Sona Menon’s insights as an outsourced chief investment officer at Cambridge Associates were featured in this Investor Profile, where she highlights the firm’s expertise in alternative investments and hedge funds as contributors to client performance.
“As a whole, we are trying to create a portfolio with less beta,” Menon says. “Alpha costs money but we’re very careful in where we get that.”
Menon says, “A meaningful allocation to hedge funds is a perfect way to de-risk and also allows portfolios to take advantage of growth opportunities… Hedge funds give me me some upside but protect the downside.”
She explains that manager selection is critical across asset classes, especially in the hedge fund universe, and outlines the requirements that she and her colleagues look for when sourcing and diligencing managers for client portfolios.
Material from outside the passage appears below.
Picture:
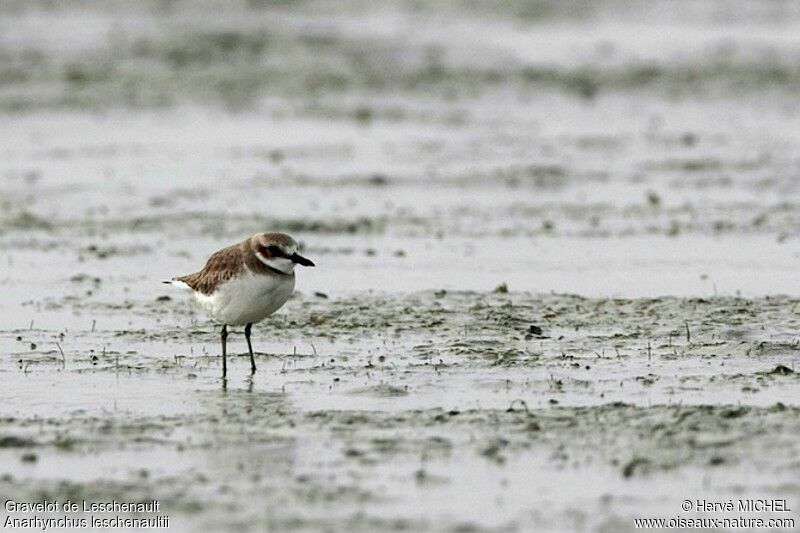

These include being of institutional quality, having a certain level of assets under management, exhibiting a certain track record, having good fee terms (CA has negotiated more than 100 fee levels), transparency in business and operations, and more.
The search for alpha is not just in alternatives. Menon mentions that Cambridge Associates also likes active credit, and looks to add value through sector selection and geographically focused managers in long-only equities.
“It is an interesting time to be in active,” Menon says. “From an active manager, we look not only to get the best stocks but the best sectors, and protect on the downside by not being in the most expensive names. In the last year, all of my active managers have done really well.”
Menon also serves as the head of the North American pension practice which works with corporate defined-benefit plans, pension funds of not-for-profits, and public plans.